Recently, I have been all over. I've been all over the map for most of my life. Currently, I write from Union Station in Chicago, having recently arrived in the Windy City from out West. Montana. Getting around, seeing the sights, is something that has a tinge of sacridity to me. I made up the word sacridity, but its meaning should be clear. Something that has always been a comfort to me on my travels, both stateside and beyond, is that something about each place, with precious few unpleasant exceptions, has felt familiar.
I love the rows of houses and restaurants in Lincoln Park as if they were home, I love the big empty of eastern New Mexico for the endless stories she has to tell. I love the rolling hills and farms and forests of southern Indiana and northern Kentucky for the gentle, fertile beauty she won't, but ought to, boast about. I love northwest Montana for her density and I love eastern Montana for her bleak beauty. I love central Africa for her familiar foreignness and I love central China for her landscapes so complex that simple wonder is the only possible response. But most of all, I love how all of these places have been my genuine, comfortable home.
What I am describing is feeling like a local. I don't mean knowing the best place to get a cheap meal or who to call when your car breaks down, though with the internet now you can easily get these insider tips in any town, big or small. What I mean is that every place holds a small piece of magic reserved for the expectant and curious traveler. All there is to do is be open to whatever may be around the next corner, next tree, and listen.
Going through any place acknowledging only the pavement 100 feet ahead, or worse yet, the screen 6 inches ahead, is a tragic miss that leaves the misser worse off than they were before. A local knows what surrounds them, and a traveler who pays attention, pays critical thought, to what’s around them, is rapidly becoming a local because, well, they are learning. They are acquainting. In this way, anyone can be a local simply by being ready and open to take is what the world shows them.
Traversing this country or any country firmly on the ground reveals these things unseen. The term 'fly over state' makes me happy because it implies there are fewer people to clog up the roads and obstruct the views. There is something about not even knowing where you are staying or what you're doing, sleeping outside, that connects one more deeply to a place than six months in an apartment ever could. But moreover, I have found this way of traveling breeds a desire, a desire to live the lives of everyone you see, to know what it’s like in that town, that big city, or that tiny farmhouse that’s close to absolutely nothing.Â
Presently, I am on a train, traveling through the southern parts of Chicago (yes I was in Union Station a few paragraphs ago, I write in chunks), and I almost feel like I am leaving home even though I am bound for Houston, which is as much of a traditional home as I have ever known. Sure, I was born in Chicago, though I never lived here past the age where memory develops, so it has never really been a home to me in the way we think of home. But it also is a home because it is a place where I have come to with curiosity, a place that beckons any visitor without malicious intent to come, see, learn and contribute. Being a local can happen as soon as you pass the city limit sign and can last long after you depart. You see, being a local is an attitude, free of resident requirements and not granting the freedom to complain about tourists or Californians. Being a local means expecting to be wowed by architecture and landscape features in equal measure, about trying food you haven’t heard of and about smiling at every last person you pass, be it 100 a minute in Chicago, or 2 people a day in Condon, Montana.Â
Being a local isn’t knowing every last thing about a place. It is wanting to know every last thing about a place because the world is a beautiful and deeply interesting place, and you see that and would rather experience that than sit in the same place, doing the same thing, until expiration. Being a local is a state of being, not an address on a document. It is the ability to be content alone or in a crowd, on a mountain, on the road or in a stadium. Being a local, to me, is being curious.
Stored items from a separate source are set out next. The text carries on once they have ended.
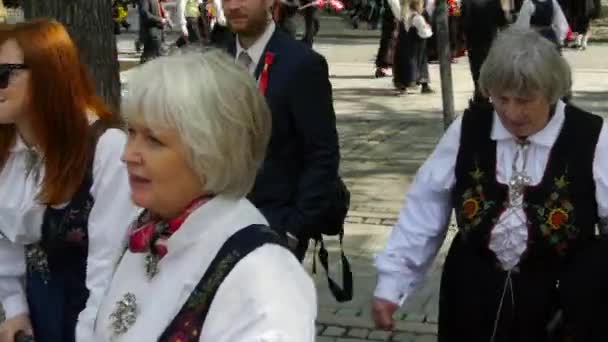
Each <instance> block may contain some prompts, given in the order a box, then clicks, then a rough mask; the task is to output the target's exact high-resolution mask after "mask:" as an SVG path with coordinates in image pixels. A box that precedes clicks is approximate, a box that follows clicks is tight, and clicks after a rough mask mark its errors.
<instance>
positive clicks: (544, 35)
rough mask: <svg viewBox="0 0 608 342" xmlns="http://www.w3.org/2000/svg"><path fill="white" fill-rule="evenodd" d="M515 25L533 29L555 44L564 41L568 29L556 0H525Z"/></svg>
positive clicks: (564, 39)
mask: <svg viewBox="0 0 608 342" xmlns="http://www.w3.org/2000/svg"><path fill="white" fill-rule="evenodd" d="M515 25H517V26H519V27H522V28H532V29H535V30H537V31H538V33H540V34H541V35H542V36H543V37H545V38H547V39H549V40H550V41H552V42H554V43H555V44H556V45H557V46H561V45H562V44H563V43H564V41H565V39H566V37H567V36H568V31H569V30H570V25H569V24H568V21H567V20H566V16H565V15H564V12H562V8H561V7H560V6H559V3H558V2H557V0H525V1H524V3H523V4H522V6H521V10H520V11H519V15H518V17H517V21H516V22H515Z"/></svg>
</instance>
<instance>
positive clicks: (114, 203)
mask: <svg viewBox="0 0 608 342" xmlns="http://www.w3.org/2000/svg"><path fill="white" fill-rule="evenodd" d="M125 143H126V135H125V134H124V132H122V131H120V130H118V129H109V130H107V131H106V132H104V134H103V135H102V136H101V137H100V138H99V141H98V144H97V147H96V153H95V160H94V162H93V185H92V187H91V190H90V191H91V195H92V196H93V199H94V201H95V203H94V205H93V208H92V209H91V213H90V215H89V220H88V234H89V254H88V259H87V270H86V287H87V289H88V290H89V291H90V292H89V298H88V301H87V303H86V307H85V309H84V310H83V311H82V312H81V313H80V315H79V317H78V323H77V325H76V340H77V341H83V342H88V341H91V340H92V334H93V325H94V320H95V317H96V315H97V309H98V307H99V305H100V303H101V300H102V297H103V296H104V294H105V290H106V288H107V287H108V285H109V283H110V279H111V277H112V272H113V268H114V265H115V263H116V262H117V259H118V257H119V255H120V253H121V251H122V249H123V248H124V245H125V241H126V233H127V228H128V226H129V223H130V222H131V221H132V220H133V219H135V217H136V216H137V212H138V210H137V208H136V207H135V206H134V205H133V204H132V202H131V199H130V188H129V184H128V176H127V172H126V167H125V166H124V164H123V163H122V162H121V161H120V156H121V154H122V151H123V148H124V145H125ZM27 153H28V152H27V148H26V146H25V145H24V143H23V142H22V141H21V140H18V141H17V143H16V144H15V146H14V147H13V148H12V149H11V152H10V155H9V158H8V160H7V163H6V164H5V166H4V168H3V169H2V171H1V172H0V198H2V201H1V202H0V232H2V234H3V235H4V236H3V237H2V239H0V260H1V261H2V262H0V301H1V302H2V306H3V307H4V310H5V313H6V317H7V318H11V317H14V316H16V315H19V314H22V313H27V312H28V306H27V299H26V296H25V292H24V288H23V277H24V275H25V253H24V248H23V245H24V244H29V243H34V242H37V241H39V240H40V237H41V227H42V218H43V214H44V210H45V206H43V205H40V204H39V203H38V202H37V201H36V199H35V197H36V195H37V193H38V192H39V189H40V183H39V182H36V181H35V179H34V178H35V177H33V176H32V175H30V176H26V172H25V169H26V157H27ZM42 172H44V171H42ZM42 178H43V177H42V176H40V177H39V179H40V180H41V179H42Z"/></svg>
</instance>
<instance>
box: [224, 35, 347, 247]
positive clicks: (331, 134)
mask: <svg viewBox="0 0 608 342" xmlns="http://www.w3.org/2000/svg"><path fill="white" fill-rule="evenodd" d="M268 51H270V52H272V53H274V55H275V57H274V62H273V64H272V65H271V66H270V67H269V73H268V88H267V90H266V100H267V101H268V105H269V107H270V110H271V112H272V136H271V139H270V143H269V146H268V151H267V155H266V160H265V161H264V164H263V166H262V167H261V169H260V170H259V173H258V176H257V179H256V182H255V186H254V189H253V191H252V193H251V194H250V196H249V198H250V199H251V201H252V202H253V203H254V204H255V205H256V206H257V207H258V208H259V209H260V210H261V211H262V213H263V214H264V215H265V216H266V218H267V219H268V221H269V223H270V225H271V226H272V227H273V228H274V229H275V230H278V231H279V232H289V233H291V234H293V235H294V236H296V237H298V238H299V239H305V238H308V237H310V235H311V234H310V232H311V229H313V228H317V227H318V226H319V225H320V224H322V222H323V219H324V215H326V213H327V208H328V207H329V205H330V203H332V201H333V196H334V194H335V189H336V186H335V184H336V182H337V180H338V167H339V162H340V153H339V146H338V134H337V131H336V115H335V113H334V108H333V99H332V89H331V84H330V82H329V75H328V68H327V62H326V61H325V58H324V57H323V56H321V55H319V54H318V53H316V52H315V51H313V50H312V49H310V48H309V47H307V46H305V45H304V44H303V43H301V42H299V41H296V40H294V39H292V38H290V37H289V36H288V35H286V34H285V33H283V32H282V31H280V30H279V29H278V28H277V29H276V30H275V33H274V34H273V36H272V38H271V39H270V41H269V43H268V45H267V46H266V49H265V52H264V54H265V53H266V52H268ZM229 52H230V53H231V54H232V55H233V56H234V55H235V53H236V42H235V43H234V44H232V45H231V46H230V48H229ZM263 66H264V55H262V58H261V60H260V62H259V64H258V66H257V71H256V78H257V77H258V76H259V75H260V73H261V71H262V69H263Z"/></svg>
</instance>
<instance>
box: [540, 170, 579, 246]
mask: <svg viewBox="0 0 608 342" xmlns="http://www.w3.org/2000/svg"><path fill="white" fill-rule="evenodd" d="M553 183H554V186H553V191H552V192H551V194H550V195H549V198H548V199H547V201H546V202H545V204H544V205H543V206H540V205H535V206H534V207H533V209H534V210H536V213H537V215H538V217H539V218H540V230H541V232H542V233H543V236H544V237H545V238H546V239H547V241H548V242H549V244H550V245H551V246H552V247H553V248H554V249H555V250H556V251H557V252H558V253H559V254H564V253H565V252H566V250H567V249H568V242H569V240H572V239H575V238H576V237H577V236H578V234H579V229H578V228H577V227H576V226H574V225H573V224H572V223H573V222H574V206H573V205H572V202H570V196H569V194H568V185H569V184H570V182H568V179H567V177H566V175H562V176H561V177H558V178H555V179H554V182H553Z"/></svg>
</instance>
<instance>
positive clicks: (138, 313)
mask: <svg viewBox="0 0 608 342" xmlns="http://www.w3.org/2000/svg"><path fill="white" fill-rule="evenodd" d="M122 109H123V111H124V115H125V118H126V121H127V123H128V127H129V139H128V142H127V146H126V147H125V151H124V154H123V160H124V161H125V163H126V164H127V169H128V173H129V181H130V186H131V197H132V199H133V201H134V202H135V203H136V204H138V205H139V206H141V207H143V208H145V209H146V210H145V211H144V213H143V214H142V216H140V218H139V219H138V220H137V221H136V222H135V223H134V224H133V225H132V228H131V233H130V243H129V250H128V251H127V252H126V253H125V255H124V256H123V258H122V260H121V261H120V263H119V264H118V266H117V269H116V273H115V275H114V278H113V280H112V283H111V286H110V288H109V291H108V294H107V297H106V298H105V299H104V301H103V303H102V304H101V308H100V310H99V315H98V317H97V322H96V329H95V331H96V337H97V340H99V341H157V340H159V341H199V340H200V341H213V342H228V341H230V342H238V341H277V342H280V341H285V342H312V341H314V336H315V317H316V295H315V290H314V286H313V283H312V280H311V279H310V277H309V276H308V275H307V274H306V272H305V271H304V269H303V268H302V266H301V265H300V264H299V263H298V260H297V259H296V258H295V257H294V256H293V254H292V253H291V252H290V251H289V250H288V249H287V248H286V247H284V246H283V241H282V239H281V238H280V237H279V236H278V235H276V234H275V233H274V232H273V231H272V230H270V229H269V228H268V227H267V224H268V223H267V221H266V219H264V217H263V216H262V214H261V213H260V212H259V211H258V210H257V209H256V208H255V207H254V206H253V205H252V204H251V203H250V202H249V201H248V200H247V199H245V196H246V195H247V193H249V191H250V189H251V187H252V186H253V183H254V179H255V176H256V173H257V170H258V168H259V166H260V164H261V162H262V160H263V159H264V154H265V151H266V146H267V144H268V141H269V139H270V125H271V118H270V112H269V109H268V107H267V105H266V101H265V100H264V97H263V96H262V95H261V94H260V92H259V91H258V89H257V88H256V85H255V82H254V81H253V80H252V79H251V77H250V76H249V75H248V74H247V73H246V71H244V70H242V68H240V67H239V66H237V65H236V64H235V63H234V61H233V59H231V58H229V57H227V56H224V55H223V53H220V52H217V51H211V52H205V53H202V54H200V53H198V54H185V55H180V56H173V57H166V58H159V59H156V60H153V61H151V62H149V63H147V64H145V65H143V66H142V67H140V69H138V70H136V71H134V74H132V75H131V76H130V79H129V87H128V95H127V96H126V98H125V100H124V102H123V107H122Z"/></svg>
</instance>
A word of caution. While going everywhere all at once is something I find deeply rewarding, it can be lonely. The company afforded to an expectant traveler by a place, and by a person, are two different kinds of company. Both can sustain, for a time, but each impacts the heart differently. I am not judging which is better or worse, that is an impossible task, but they are different. Being a local in so many different places means that the city, or lack thereof, is often the closest companion you have.Â
Speaking of being a local everywhere, I am home, to where, as much as I have been a local in the traditional sense, I am a local. Texas. I have had many adventures and misadventures far from home this summer, in places where I mostly felt like a local and occasionally felt very far from home. I deeply look forward to speaking with as many of you as I can one on one to relay my adventures and maybe, just maybe, inspire someone to go and be a local in a place they have never been.
You put to words the very feeling of my travels, expressing the joy, wonder and sometimes loneliness of an explorer's wandering heart - thanks.